# Mean Free Path for a Mixture of Gases

1. Jun 19, 2013

### Egret

So this is a fairly simple conceptual question: can you estimate/compare the mean free paths for individual components of a mixture of gases?

I'm primarily looking at the equation given here and the information accompanying it.

Consider the case where we have several individual, separate pure samples of different gases, all at the same pressure and temperature and containing the same number of moles. We can estimate the relative values of their mean free paths by comparing their molecular sizes. In this situation it's easy to recognize that the gas particles in a sample of CO2 will have a shorter mean free path than those in a sample of helium.

However, if we mix the gases together, can we still make such a comparison when they're now interacting with particles of different size and velocity?

I ask because the equation derived at HyperPhysics (linked above) appears to be based on the Maxwell speed distribution, which I'm not sure is valid for a mixture of gases.
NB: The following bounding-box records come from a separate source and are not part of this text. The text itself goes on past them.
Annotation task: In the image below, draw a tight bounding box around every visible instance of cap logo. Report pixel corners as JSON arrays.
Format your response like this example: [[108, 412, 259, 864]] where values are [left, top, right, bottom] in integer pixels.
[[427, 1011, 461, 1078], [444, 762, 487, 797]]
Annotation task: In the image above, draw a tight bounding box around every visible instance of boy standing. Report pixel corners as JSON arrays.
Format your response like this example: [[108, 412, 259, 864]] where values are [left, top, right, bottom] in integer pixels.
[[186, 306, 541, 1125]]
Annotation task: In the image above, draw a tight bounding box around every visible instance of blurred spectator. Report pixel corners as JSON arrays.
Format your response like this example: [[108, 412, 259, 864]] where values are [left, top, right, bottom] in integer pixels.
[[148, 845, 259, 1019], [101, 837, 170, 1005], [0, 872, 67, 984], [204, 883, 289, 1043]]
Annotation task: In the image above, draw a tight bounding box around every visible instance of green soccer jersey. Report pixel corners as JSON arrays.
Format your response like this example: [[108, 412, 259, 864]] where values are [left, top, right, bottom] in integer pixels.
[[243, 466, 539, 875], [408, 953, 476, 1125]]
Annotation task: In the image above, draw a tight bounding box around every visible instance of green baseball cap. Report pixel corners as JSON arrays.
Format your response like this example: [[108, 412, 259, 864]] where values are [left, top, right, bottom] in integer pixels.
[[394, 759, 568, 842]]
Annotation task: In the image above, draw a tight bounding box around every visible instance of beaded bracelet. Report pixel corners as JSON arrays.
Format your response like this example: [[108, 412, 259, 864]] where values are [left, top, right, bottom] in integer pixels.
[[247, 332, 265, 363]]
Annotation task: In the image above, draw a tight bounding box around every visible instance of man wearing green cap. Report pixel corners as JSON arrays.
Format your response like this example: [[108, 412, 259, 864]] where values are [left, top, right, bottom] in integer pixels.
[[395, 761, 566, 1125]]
So if I have a chamber containing one mole each of several gases in a mixture, can I still compare the gases' individual mean free paths and conclude that, even in a mixture, CO2 would have a shorter mean free path than He?

I apologize if this is obvious or something, I'm a bit out of my league trying to examine the math and concepts involved in determining mean free path.

Thanks for any replies!

2. Jun 20, 2013

### Khashishi

There's no fundamental difference in the physics for a mixed gas. It's just messier. You have multiple different kinds of collisions to consider, and you just add up the collision rates (not their mean free paths!) If you consider the situation with 50% CO2 and 50% He (by molarity), then the possible collisions for CO2 are
CO2 + CO2
CO2 + He
and the possible collisions for He are
He + He
He + CO2
CO2 + He and He + CO2 are the same thing, and have the same rate. But CO2 + CO2 is slower than He + He, so the total collision rate for CO2 will be slower than He.
The mean free path is approximately the mean velocity divided by the collision rate. Of course, the mean velocity of CO2 is slower than He. Overall, the mean free path of CO2 will be smaller than for He, which is the intuitive answer.

3. Jun 24, 2013

### Egret

Thanks Kashishi!

Laying out the collision possibilities like that really helped, and thanks for clarifying the theory too. I was just concerned that maybe the explanations I'd seen wouldn't apply to a mixture due to some factor I'm unaware of.

4. Jun 26, 2013

### cjl

Without going back and reviewing my textbooks, I seem to remember that mean free path isn't really species-dependent in a mixed gas unless it is very rarefied, and instead, its the collision rate that varies by molecular type (higher collision rates for lighter species, and vice versa).

5. Jun 27, 2013

### Egret

Interesting, this is the kind of nuance I was wondering about. Could you check? I don't have access to any books that actually address this topic.

6. Jul 4, 2013

### cjl

Sorry it took so long to reply again - I've been busy and didn't have time to dig into my references. The more complete answer is somewhat in between. If all the molecules have very similar collisional cross sections, then the mean free path will be basically species independent and the collision rate is indeed what varies. If the cross sections do vary somewhat though, the collision rate will slightly change due to the different molecular sizes. The collision rate still varies significantly between species though - probably more than the mean free path does, but the mean free path will show a slight species-dependence as well (with a longer mean free path for smaller molecules/atoms).

Note that size and molecular weight aren't necessarily correlated - a He/H2 mixture is a good example of this. He is smaller, but H2 is lighter weight, so the mean free path of the hydrogen will be shorter despite the higher average molecular velocity (resulting in a significantly higher collision rate).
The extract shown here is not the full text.